Velocity-defect laws, log law and logarithmic friction law in the convective atmospheric boundary layer

The mean velocity profile (MVP) in the convective atmospheric boundary layer (CBL) is derived analytically employing the shear-stress budget equations and the mean momentum equations. The multi-point Monin--Obukhov similarity (MMO) recently proposed provides the scaling properties of the one-point statistics in these equations. Our previous studies have shown that the CBL is mathematically a singular perturbation problem. Thus, we obtain the MVP using the method of matched asymptotic expansions. Three scaling layers are identified: the outer layer, the inner-outer layer and the inner-inner layer.

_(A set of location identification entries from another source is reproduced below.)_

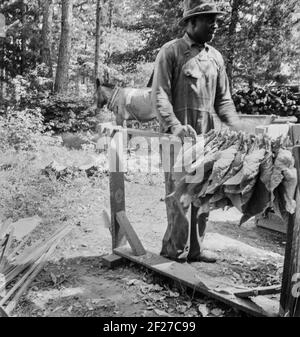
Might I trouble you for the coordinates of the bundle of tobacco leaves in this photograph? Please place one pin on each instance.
(251, 173)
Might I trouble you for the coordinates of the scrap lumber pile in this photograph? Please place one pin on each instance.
(230, 169)
(20, 263)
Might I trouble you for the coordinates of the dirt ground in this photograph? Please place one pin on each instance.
(76, 284)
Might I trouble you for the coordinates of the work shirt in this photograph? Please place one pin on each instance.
(190, 84)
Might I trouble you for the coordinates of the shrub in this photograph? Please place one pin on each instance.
(23, 130)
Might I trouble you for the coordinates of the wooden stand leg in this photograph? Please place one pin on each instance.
(117, 188)
(289, 303)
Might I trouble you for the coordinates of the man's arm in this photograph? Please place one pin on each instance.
(162, 89)
(224, 105)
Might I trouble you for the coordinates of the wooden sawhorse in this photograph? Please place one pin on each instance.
(185, 274)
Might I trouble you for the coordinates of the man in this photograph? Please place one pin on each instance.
(189, 84)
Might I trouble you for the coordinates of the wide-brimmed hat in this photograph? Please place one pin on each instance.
(199, 7)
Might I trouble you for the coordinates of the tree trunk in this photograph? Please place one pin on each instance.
(47, 35)
(232, 39)
(98, 38)
(62, 71)
(23, 38)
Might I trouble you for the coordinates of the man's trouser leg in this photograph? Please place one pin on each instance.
(183, 239)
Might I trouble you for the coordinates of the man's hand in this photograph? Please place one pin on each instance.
(183, 131)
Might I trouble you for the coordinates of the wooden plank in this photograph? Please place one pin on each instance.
(258, 292)
(204, 284)
(110, 129)
(130, 234)
(117, 189)
(289, 302)
(295, 134)
(3, 313)
(272, 222)
(112, 261)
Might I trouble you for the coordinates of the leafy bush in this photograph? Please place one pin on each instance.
(69, 113)
(273, 101)
(23, 130)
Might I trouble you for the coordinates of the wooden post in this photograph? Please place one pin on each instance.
(117, 187)
(289, 302)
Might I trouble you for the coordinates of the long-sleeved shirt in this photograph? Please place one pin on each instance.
(190, 84)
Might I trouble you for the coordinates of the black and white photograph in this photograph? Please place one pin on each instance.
(149, 162)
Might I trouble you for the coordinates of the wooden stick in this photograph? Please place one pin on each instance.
(3, 258)
(27, 279)
(258, 291)
(13, 274)
(289, 302)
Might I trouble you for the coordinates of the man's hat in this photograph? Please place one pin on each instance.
(199, 7)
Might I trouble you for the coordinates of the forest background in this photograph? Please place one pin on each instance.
(53, 50)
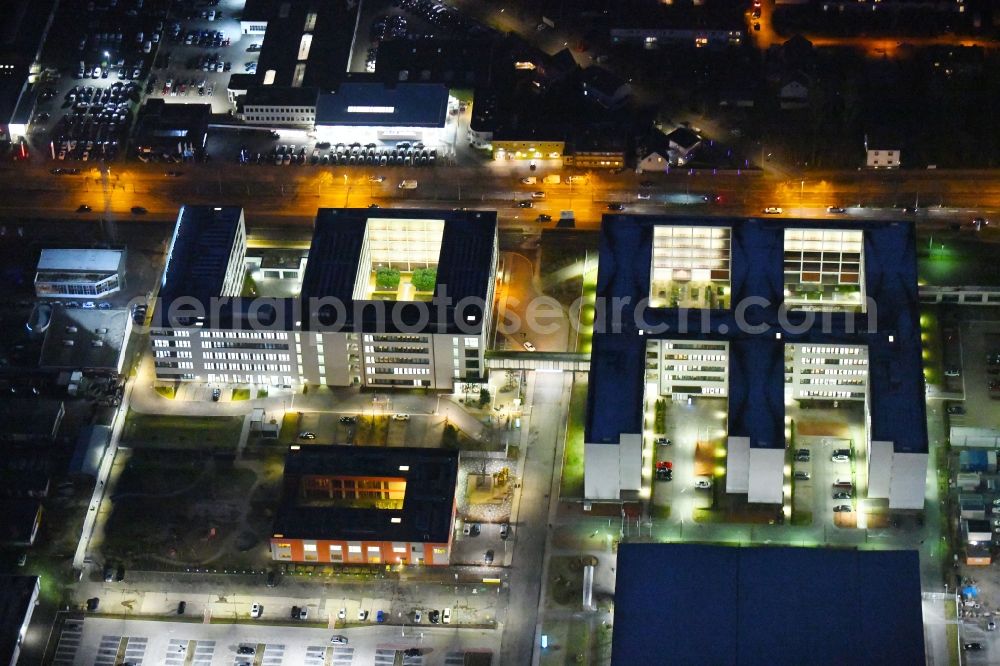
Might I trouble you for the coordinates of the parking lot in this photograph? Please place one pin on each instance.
(835, 464)
(114, 641)
(202, 47)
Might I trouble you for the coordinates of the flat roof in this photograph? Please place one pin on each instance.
(464, 269)
(98, 339)
(81, 260)
(307, 43)
(284, 96)
(199, 252)
(428, 502)
(766, 606)
(381, 105)
(17, 597)
(756, 365)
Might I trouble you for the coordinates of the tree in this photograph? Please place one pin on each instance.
(424, 279)
(386, 278)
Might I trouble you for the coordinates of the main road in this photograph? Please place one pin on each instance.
(291, 195)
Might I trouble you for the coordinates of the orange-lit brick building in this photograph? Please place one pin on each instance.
(355, 505)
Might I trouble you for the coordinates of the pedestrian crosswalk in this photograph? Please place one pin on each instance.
(69, 643)
(387, 657)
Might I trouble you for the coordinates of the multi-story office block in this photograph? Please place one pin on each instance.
(388, 298)
(765, 314)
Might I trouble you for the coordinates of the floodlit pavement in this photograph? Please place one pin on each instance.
(106, 641)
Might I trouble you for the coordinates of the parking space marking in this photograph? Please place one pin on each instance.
(274, 655)
(69, 643)
(107, 650)
(342, 656)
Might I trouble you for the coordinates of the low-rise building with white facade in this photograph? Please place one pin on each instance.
(765, 314)
(388, 298)
(82, 273)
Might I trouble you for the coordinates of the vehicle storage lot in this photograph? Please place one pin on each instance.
(196, 51)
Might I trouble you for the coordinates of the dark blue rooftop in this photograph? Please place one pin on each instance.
(693, 604)
(199, 252)
(464, 270)
(756, 368)
(379, 105)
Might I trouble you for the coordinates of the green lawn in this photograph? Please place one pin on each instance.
(571, 483)
(181, 432)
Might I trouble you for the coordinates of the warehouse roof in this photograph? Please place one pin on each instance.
(83, 260)
(380, 105)
(693, 604)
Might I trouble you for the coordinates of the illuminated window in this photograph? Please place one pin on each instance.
(371, 109)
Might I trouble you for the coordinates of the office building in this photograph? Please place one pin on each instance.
(351, 505)
(79, 273)
(767, 314)
(388, 298)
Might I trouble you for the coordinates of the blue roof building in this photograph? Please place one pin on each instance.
(761, 312)
(693, 604)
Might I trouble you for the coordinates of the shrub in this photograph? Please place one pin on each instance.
(424, 279)
(386, 278)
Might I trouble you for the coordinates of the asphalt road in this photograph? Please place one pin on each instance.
(291, 195)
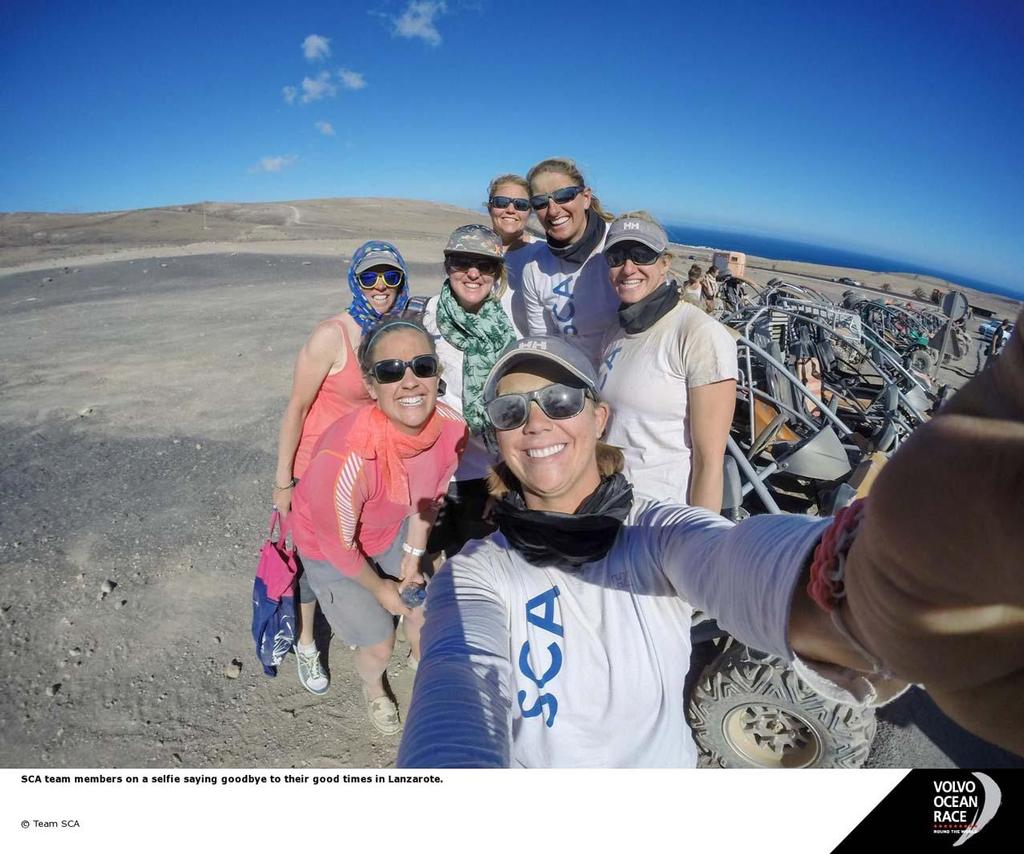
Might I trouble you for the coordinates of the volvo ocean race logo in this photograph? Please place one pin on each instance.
(964, 807)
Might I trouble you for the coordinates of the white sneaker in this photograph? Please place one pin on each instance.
(310, 673)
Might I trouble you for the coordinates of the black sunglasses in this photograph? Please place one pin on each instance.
(392, 370)
(561, 197)
(461, 263)
(636, 252)
(508, 412)
(502, 202)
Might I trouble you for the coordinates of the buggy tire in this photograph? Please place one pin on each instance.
(749, 710)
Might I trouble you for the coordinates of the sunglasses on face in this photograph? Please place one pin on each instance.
(370, 279)
(502, 202)
(636, 252)
(507, 412)
(560, 197)
(462, 263)
(392, 370)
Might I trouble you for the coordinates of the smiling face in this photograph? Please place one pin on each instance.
(553, 459)
(409, 402)
(634, 282)
(471, 287)
(380, 297)
(508, 222)
(567, 222)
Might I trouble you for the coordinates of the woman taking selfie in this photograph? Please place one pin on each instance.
(669, 373)
(361, 512)
(565, 283)
(327, 384)
(564, 639)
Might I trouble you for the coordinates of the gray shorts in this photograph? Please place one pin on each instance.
(352, 610)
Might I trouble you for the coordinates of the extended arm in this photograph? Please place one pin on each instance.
(460, 716)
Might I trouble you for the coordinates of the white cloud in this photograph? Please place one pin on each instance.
(315, 47)
(418, 20)
(351, 80)
(318, 87)
(274, 164)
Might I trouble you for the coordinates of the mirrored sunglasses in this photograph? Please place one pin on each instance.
(560, 197)
(507, 412)
(392, 370)
(502, 202)
(369, 279)
(462, 263)
(636, 252)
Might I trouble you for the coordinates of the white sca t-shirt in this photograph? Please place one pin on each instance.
(644, 378)
(476, 461)
(573, 302)
(544, 667)
(514, 263)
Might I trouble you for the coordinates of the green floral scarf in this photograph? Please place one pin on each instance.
(481, 337)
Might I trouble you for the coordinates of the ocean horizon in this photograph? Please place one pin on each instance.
(783, 250)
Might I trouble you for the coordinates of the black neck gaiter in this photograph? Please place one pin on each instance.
(577, 253)
(546, 539)
(642, 315)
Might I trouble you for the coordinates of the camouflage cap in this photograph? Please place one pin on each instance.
(475, 240)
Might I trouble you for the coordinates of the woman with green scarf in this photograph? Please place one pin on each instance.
(471, 324)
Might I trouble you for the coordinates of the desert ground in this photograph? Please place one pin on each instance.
(145, 358)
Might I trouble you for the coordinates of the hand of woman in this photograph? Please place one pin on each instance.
(387, 594)
(934, 583)
(410, 571)
(283, 501)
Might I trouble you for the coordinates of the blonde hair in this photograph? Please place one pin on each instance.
(564, 166)
(510, 178)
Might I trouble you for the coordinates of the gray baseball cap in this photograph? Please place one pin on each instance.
(635, 229)
(379, 258)
(545, 347)
(475, 240)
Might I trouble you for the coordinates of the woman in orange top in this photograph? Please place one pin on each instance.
(326, 386)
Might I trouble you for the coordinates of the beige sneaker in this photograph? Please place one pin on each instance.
(383, 715)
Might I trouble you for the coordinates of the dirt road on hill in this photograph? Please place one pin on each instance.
(141, 394)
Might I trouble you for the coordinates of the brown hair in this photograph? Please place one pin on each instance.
(564, 166)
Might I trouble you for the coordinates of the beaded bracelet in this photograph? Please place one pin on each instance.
(826, 586)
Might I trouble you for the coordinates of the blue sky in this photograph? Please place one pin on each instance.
(891, 128)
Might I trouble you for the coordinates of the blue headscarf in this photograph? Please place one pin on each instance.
(366, 315)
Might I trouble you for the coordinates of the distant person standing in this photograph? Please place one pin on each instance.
(565, 284)
(1000, 335)
(470, 324)
(669, 373)
(709, 288)
(691, 290)
(508, 204)
(328, 384)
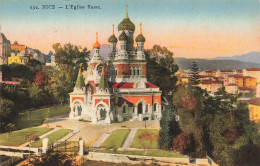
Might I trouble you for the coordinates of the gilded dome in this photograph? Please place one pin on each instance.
(126, 24)
(96, 45)
(123, 36)
(140, 38)
(112, 38)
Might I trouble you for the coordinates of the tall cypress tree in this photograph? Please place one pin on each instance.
(194, 80)
(169, 128)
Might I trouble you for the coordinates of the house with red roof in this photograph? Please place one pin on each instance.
(254, 109)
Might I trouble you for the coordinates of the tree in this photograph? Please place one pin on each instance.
(6, 111)
(183, 143)
(195, 74)
(169, 128)
(147, 138)
(68, 58)
(220, 126)
(52, 158)
(36, 94)
(41, 79)
(9, 128)
(161, 69)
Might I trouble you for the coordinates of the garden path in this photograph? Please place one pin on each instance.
(129, 139)
(42, 136)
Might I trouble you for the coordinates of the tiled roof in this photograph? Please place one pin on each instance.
(226, 70)
(232, 84)
(253, 69)
(11, 82)
(255, 101)
(245, 88)
(129, 85)
(210, 82)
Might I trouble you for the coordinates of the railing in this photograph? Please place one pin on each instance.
(80, 161)
(11, 161)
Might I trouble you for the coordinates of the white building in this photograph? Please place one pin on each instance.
(5, 49)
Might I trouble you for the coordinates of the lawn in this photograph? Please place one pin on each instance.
(37, 117)
(17, 138)
(53, 137)
(154, 153)
(116, 139)
(148, 145)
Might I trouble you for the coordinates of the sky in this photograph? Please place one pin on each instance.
(189, 28)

Two new velocity--defect laws are discovered: the mixed-layer velocity--defect law and the surface-layer velocity--defect law. The local-free-convection MVP is obtained by asymptotically matching the expansions in the first two layers. The log law is obtained by matching in the last two layers. The von Karman constant is obtained using velocity and length scales, and therefore has a physical interpretation. A new friction law, the convective logarithmic friction law, is obtained. The present work provides an analytical derivation of the MVP hypothesized in the Monin--Obukhov similarity theory, and is part of a comprehensive derivation of the MMO scaling from first principles.